In just two years, they have come a remarkably long way, as this breakthrough season and the semifinal run at the 2024 US Open make clear. But neither Navarro nor Ayers is focused on the results as much as on the process.
My conversation with Ayers has been condensed and lightly edited for clarity.
On how they have built her career:
We’ve been together for a long time. When I started with her, she was already on a good track and had a wonderful foundation, but it was just about, ‘Okay, let's see how good you can be as a player, and let's see what we need to do to get you on track to becoming that.’ I don't know that professional tennis was necessarily in her wildest dreams at that point. It was more just wanting to see how good you can get. I think that quest appealed to her, and so that's where we started, and that's where we still are. The byproduct is that we found ourselves here, because we've never strayed from that ultimate ideal: What are you doing today that's going to help you just inch a little bit more toward that ultimate goal of becoming the best version of yourself?

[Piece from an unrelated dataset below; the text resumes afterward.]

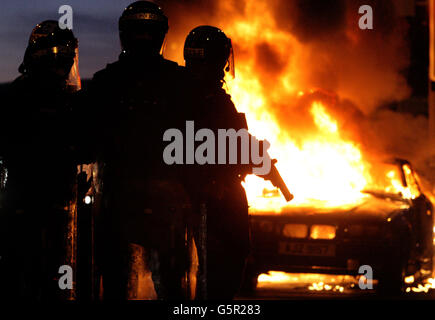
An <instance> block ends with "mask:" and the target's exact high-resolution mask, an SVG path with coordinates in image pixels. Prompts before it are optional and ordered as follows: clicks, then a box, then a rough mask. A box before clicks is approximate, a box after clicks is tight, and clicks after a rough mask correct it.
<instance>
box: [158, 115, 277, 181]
mask: <svg viewBox="0 0 435 320" xmlns="http://www.w3.org/2000/svg"><path fill="white" fill-rule="evenodd" d="M163 141H165V142H170V143H169V144H168V145H167V146H166V147H165V149H164V151H163V161H164V162H165V163H166V164H167V165H174V164H199V165H204V164H218V165H224V164H253V165H254V168H253V170H252V172H253V173H254V174H256V175H260V176H263V175H267V174H268V173H269V172H270V169H271V166H272V159H271V158H270V156H269V154H268V152H267V149H269V147H270V143H269V142H268V141H267V140H264V141H259V140H258V139H257V138H256V137H254V136H252V135H250V134H249V132H248V130H246V129H240V130H238V131H236V130H235V129H218V130H217V137H216V135H215V132H214V131H213V130H211V129H205V128H203V129H200V130H198V131H197V132H196V133H195V125H194V121H186V132H185V136H184V135H183V133H182V132H181V131H180V130H179V129H175V128H172V129H168V130H166V131H165V133H164V134H163ZM195 142H202V143H201V144H200V145H198V146H195ZM239 142H240V147H239ZM216 145H217V153H218V154H217V159H216ZM184 146H186V148H184ZM184 149H185V150H184ZM184 151H185V152H184ZM227 151H228V154H227ZM239 151H240V152H239ZM239 158H240V161H239Z"/></svg>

On how often they repeat that catchphrase:
A lot. I think it's important to just keep you grounded, because when you get involved in tournaments, the small picture is so in your face. And it's important. I mean she desperately wants to win tennis matches. I want her to win tennis matches. It's fun to make deep runs in tournaments. We get all that. It's part of it, but we don't want that to take over, and so we just balance it out with saying, ‘Look, that small picture is there, but let's never lose track of the big picture, because a couple days after the tournament, that's what's going to need to be in charge again.’ So we are constantly reiterating these values and themes that, I should make clear, are hers. Maybe I helped her formulate them, but these are things that she believes in, so I think you can't be reminded of it too much.
On their initial meeting at the LTP Academy in Charleston:
It was at least 11 years ago. I was not her primary instructor, but there were times where her primary instructor needed someone to step in. I had just moved to Charleston with my family. We knew this is where we wanted to raise our kids, and I dropped my resumé at every club, and LTP was the one that said we found a place for you here. I just started from scratch in my career again and not long after being there I got a chance to be on court with her. It was kind of surreal.
She was really quiet but just the combination of eyes and hands was for sure something special. No doubt about it. I remember tossing balls for her and just working on the detail of a forehand open stance. I can remember the cues I was giving her. I had coached a lot and been around a lot of good players and had moved kids through the junior ranks into college. But I had never been around someone who's just purely striking the ball over and over again. And as good as she was, there was never a, ‘Well, how many more of these are we going to do?’ It was just another ball, another ball, At that age, the patience, and I think maybe even the pleasure that she derived from just striking the ball was part of that. I actually started working primarily with her younger sister first, and we were at least year and a half or so into our relationship, and then the opportunity to take on a primary role with Emma came about. It was for the Easter Bowl (in 2016). She was 14, getting ready to turn 15. So, we’re now in our 9th year.
On what he worked on in Emma’s game when they began working full-time together:
There was a lot of stuff in place of course. The thing that I’ve tried to do is you may see ten things but the question is what's most relevant right now? What's the domino we need to knock down right now? Because if we don't knock this one down, the rest is not gonna matter. So it’s having the patience and the persistence when maybe everybody's saying, ‘What about this? Or what about this?’